Bastards had even taken the horses she had provided them.
With her men behind him, she considered it safe enough. She set the rifle down and walked around to the door, opening it and stepping outside.
—
Michael looked around his lip twitching. He could see the signs that there should be at least another fifteen people minimum here right now.
All this woman had was the three guys behind him and now, him.
Seems like the other side might need to bring another thousand if they wanted a shot at this.
His cold eyes turned back towards the house when he heard the slight grating of wood on wood. He caught the motion and saw the concealed area she was using to check him out.
Him and his bald head, he frowned. How very Yul Brynner of himself.
Fortunately, the bastard nanocytes that had his hair wrong didn’t consider his eyebrows too. He was having enough of a problem dealing with his chrome dome up top. If he didn’t have his eyebrows, he might decide it just wasn’t worth living any longer.

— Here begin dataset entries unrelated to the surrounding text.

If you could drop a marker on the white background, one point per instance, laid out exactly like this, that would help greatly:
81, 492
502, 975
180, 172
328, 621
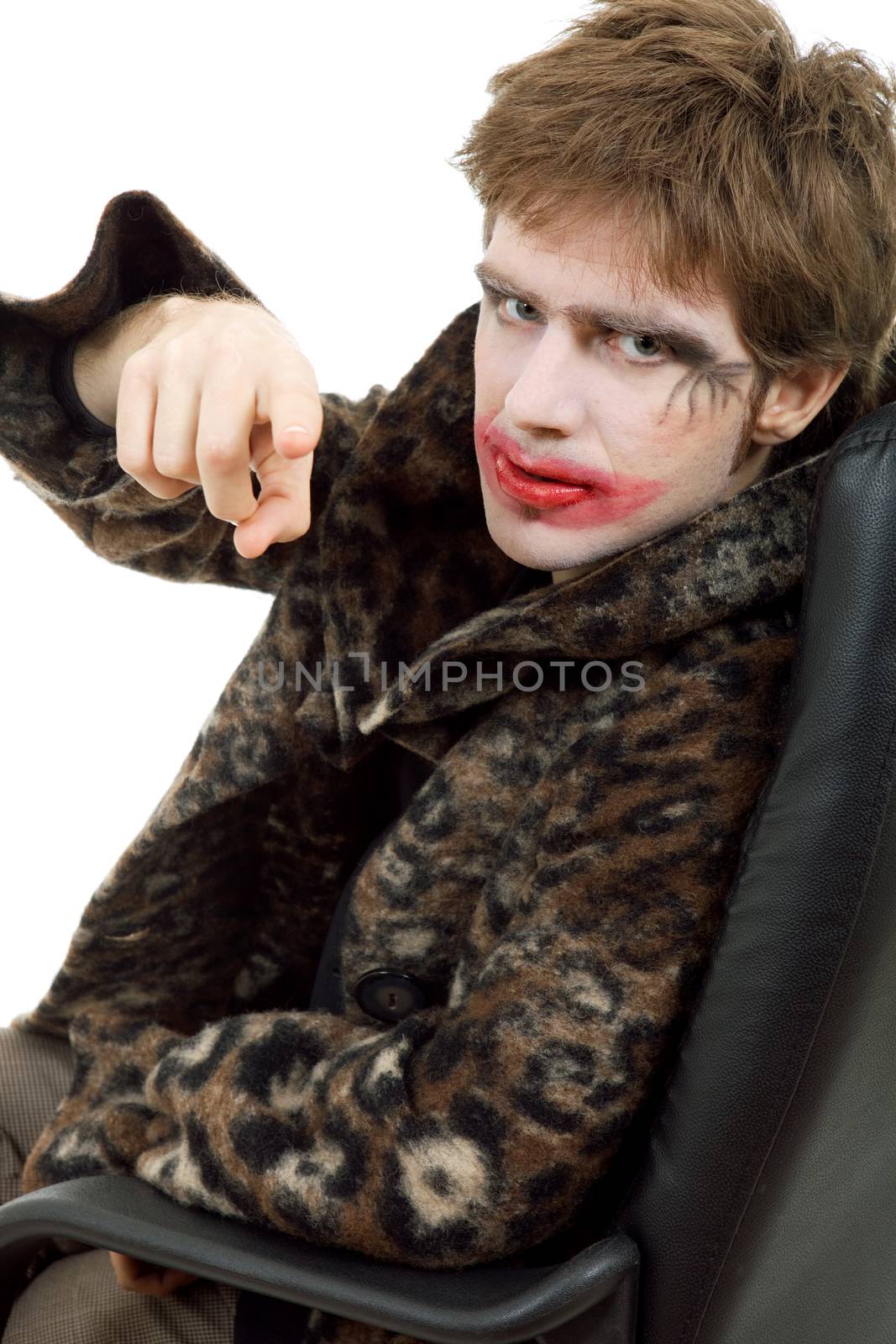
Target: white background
307, 145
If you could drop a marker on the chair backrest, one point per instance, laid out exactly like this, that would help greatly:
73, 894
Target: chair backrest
765, 1206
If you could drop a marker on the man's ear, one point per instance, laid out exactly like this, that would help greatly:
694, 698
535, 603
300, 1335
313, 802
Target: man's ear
794, 400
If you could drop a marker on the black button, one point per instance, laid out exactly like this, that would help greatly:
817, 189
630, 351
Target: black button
390, 995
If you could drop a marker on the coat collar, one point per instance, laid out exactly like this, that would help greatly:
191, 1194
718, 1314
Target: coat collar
410, 573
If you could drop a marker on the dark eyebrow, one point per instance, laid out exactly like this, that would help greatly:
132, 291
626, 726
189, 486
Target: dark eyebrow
688, 342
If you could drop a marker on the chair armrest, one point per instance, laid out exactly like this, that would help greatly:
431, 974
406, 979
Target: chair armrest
446, 1307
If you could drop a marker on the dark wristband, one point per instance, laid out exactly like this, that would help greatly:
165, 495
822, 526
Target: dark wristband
62, 386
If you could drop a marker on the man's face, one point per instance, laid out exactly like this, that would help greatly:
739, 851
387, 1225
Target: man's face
645, 407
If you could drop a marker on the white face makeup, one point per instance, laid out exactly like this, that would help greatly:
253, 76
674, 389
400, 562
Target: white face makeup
640, 403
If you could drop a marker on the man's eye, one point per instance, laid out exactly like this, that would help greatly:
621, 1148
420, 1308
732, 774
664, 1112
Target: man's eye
656, 351
641, 340
519, 302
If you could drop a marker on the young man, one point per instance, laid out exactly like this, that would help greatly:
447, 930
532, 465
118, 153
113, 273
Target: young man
553, 582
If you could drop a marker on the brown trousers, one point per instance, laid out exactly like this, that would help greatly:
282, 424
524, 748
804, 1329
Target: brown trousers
76, 1299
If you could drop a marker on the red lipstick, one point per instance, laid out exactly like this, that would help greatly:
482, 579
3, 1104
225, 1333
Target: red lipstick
566, 494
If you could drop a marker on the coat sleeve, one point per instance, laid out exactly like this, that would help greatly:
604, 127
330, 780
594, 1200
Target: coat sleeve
472, 1131
67, 457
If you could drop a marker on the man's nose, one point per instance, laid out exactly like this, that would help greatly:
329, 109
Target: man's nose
548, 389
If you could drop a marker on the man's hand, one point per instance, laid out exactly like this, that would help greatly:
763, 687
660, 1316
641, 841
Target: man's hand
150, 1280
221, 390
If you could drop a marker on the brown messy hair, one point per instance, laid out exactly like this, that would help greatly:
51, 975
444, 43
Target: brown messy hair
745, 167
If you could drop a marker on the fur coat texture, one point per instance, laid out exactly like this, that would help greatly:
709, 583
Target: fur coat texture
524, 940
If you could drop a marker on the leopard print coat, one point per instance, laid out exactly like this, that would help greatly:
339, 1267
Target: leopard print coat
543, 909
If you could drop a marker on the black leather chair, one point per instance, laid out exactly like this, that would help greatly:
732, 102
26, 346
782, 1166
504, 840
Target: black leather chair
759, 1206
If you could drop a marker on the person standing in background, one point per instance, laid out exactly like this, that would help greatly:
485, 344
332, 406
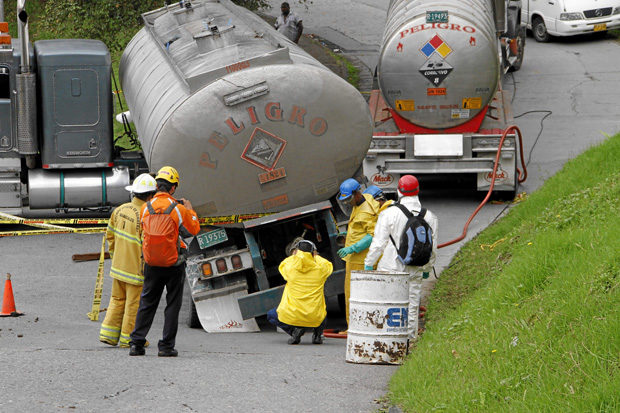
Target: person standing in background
289, 24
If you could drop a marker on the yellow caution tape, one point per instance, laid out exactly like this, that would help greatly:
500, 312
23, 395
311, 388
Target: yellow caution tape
53, 229
94, 314
71, 221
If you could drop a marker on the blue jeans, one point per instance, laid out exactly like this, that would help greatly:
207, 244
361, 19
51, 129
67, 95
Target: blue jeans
272, 316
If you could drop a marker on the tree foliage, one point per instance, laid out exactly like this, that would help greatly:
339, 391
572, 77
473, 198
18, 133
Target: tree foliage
114, 22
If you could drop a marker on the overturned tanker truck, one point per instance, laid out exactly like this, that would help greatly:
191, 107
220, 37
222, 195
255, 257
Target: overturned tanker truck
439, 107
256, 128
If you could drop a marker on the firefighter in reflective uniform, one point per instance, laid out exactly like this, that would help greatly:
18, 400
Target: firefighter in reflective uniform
156, 278
303, 300
392, 223
125, 247
360, 230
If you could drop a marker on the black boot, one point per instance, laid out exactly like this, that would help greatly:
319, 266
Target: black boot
136, 350
296, 336
317, 336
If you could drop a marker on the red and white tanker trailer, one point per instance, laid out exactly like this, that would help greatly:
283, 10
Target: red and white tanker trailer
440, 108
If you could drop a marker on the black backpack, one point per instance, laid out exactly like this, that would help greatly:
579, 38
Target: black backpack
416, 240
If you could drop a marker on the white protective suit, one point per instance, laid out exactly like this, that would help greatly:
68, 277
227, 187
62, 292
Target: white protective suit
392, 221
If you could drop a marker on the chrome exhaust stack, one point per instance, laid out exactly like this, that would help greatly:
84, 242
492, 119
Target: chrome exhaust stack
27, 142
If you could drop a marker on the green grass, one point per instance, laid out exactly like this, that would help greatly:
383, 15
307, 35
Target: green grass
532, 324
352, 71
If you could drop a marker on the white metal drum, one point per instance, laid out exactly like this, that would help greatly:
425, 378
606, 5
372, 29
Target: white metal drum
378, 317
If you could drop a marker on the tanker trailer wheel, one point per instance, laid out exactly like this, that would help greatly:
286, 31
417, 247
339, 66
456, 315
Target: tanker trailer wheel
520, 39
539, 30
192, 315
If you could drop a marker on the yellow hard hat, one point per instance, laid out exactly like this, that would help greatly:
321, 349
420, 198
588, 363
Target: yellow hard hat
169, 174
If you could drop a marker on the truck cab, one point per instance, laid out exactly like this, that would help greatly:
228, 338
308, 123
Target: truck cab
547, 18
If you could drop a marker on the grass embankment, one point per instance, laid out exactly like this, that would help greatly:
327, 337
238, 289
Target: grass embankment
528, 316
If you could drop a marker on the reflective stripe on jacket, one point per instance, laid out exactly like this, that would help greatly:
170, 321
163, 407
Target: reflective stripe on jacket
125, 244
303, 299
186, 220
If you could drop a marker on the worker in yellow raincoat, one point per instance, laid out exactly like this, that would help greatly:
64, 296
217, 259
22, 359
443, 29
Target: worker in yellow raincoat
125, 246
361, 228
303, 300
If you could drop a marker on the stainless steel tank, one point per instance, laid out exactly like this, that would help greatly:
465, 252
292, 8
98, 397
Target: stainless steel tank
439, 65
78, 188
251, 122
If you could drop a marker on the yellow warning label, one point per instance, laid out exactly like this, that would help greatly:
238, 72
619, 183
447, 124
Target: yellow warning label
405, 105
472, 103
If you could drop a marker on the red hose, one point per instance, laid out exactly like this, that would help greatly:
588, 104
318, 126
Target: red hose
522, 177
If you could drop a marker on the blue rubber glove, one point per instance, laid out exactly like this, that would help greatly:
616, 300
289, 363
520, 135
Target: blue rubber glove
343, 252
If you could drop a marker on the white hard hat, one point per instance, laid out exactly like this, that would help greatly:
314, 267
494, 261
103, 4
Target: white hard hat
143, 183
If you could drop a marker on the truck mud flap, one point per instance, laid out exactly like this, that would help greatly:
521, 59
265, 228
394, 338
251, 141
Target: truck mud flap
218, 310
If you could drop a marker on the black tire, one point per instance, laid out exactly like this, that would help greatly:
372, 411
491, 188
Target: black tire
520, 50
539, 30
192, 315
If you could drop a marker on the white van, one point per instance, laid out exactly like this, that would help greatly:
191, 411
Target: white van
548, 18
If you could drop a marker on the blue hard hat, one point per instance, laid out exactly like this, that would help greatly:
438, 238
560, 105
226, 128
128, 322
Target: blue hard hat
347, 188
374, 191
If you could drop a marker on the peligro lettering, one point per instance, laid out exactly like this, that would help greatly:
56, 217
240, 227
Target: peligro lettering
272, 112
441, 26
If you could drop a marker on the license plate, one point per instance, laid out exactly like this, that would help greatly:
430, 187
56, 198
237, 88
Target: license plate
211, 238
600, 27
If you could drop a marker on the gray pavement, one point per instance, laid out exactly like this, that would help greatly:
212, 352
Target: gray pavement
51, 359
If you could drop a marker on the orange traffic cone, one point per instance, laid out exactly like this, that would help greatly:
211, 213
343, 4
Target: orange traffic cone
8, 303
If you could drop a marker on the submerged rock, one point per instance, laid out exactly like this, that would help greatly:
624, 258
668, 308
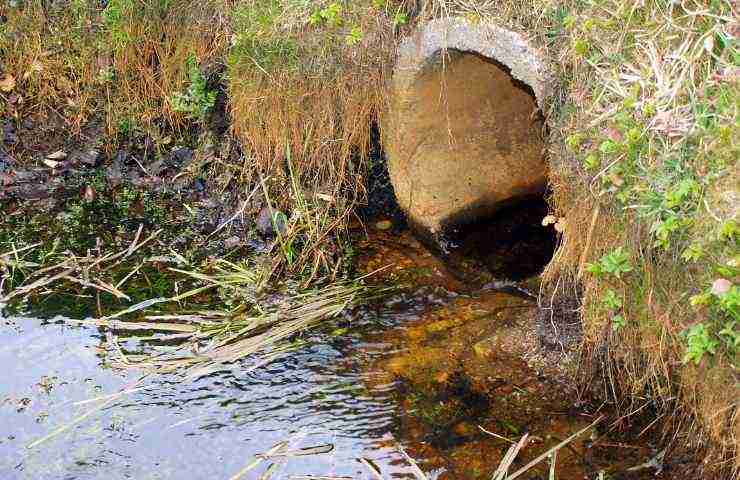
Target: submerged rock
271, 221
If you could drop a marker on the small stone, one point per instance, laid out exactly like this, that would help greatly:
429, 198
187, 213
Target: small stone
58, 155
269, 219
232, 242
91, 158
384, 225
182, 156
486, 347
51, 163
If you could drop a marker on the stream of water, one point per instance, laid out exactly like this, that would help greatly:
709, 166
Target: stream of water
429, 370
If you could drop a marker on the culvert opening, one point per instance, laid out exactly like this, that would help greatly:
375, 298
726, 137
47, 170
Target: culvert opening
511, 244
466, 138
467, 162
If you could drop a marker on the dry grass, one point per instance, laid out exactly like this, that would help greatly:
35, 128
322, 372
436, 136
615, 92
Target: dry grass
646, 102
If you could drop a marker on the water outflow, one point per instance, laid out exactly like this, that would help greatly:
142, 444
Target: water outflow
169, 429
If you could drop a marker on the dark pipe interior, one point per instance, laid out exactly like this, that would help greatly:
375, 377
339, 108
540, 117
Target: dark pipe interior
511, 244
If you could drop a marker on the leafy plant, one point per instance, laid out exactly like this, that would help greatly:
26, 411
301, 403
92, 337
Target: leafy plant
197, 100
699, 342
611, 301
330, 15
618, 322
354, 36
616, 263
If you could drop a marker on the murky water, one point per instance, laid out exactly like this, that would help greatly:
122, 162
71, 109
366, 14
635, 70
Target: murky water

He snorted, perhaps Bethany Anne was right. Just a little.
He could be rather vain.
He could hear her close the viewing door and move around. The main door opened up a second later, and an attractive, and a slightly older, woman stepped out. Her figure cast in shadows with the lights around the yard.
She nodded to the men behind him and then, spoke to him.
—
“Mister, can I ask why my guys here are bringing you around? I can only trust that these miscreants informed you we expect to be attacked tomorrow?”
“Blunt,” Michael replied.
She raised an eyebrow, “Do you have a problem with blunt?” His little smirk annoyed her, “Do you?”
Michael pursed his lips, “I don’t. I doubt you can be blunter than a couple of women I know.” He thumbed at the guys behind him, “And, these men did inform me that there was going to be a little activity here tomorrow.”
She threw an annoyed glance over at Jeremiah.
Jeremiah put up his hands, “Hey! I told him the details. He said he wanted to come along.”
Sarah Jennifer stepped off the porch and started her way towards Michael, “And what details would that be, Jeremiah?”
Before Jeremiah could answer, Michael replied. “Probably forty, maybe fifty guys coming here to burn down the place, take you whether you like it or not and the expectation they will all end up dead.”
Sarah Jennifer threw a glance at the guys. Dirk leaned forward as he sat on his horse and hissed quietly towards Michael, “Way to go get her pissed off!”
Sarah Jennifer pointed to the men, “that’s going to be boot washing for all of you, bad attitude!”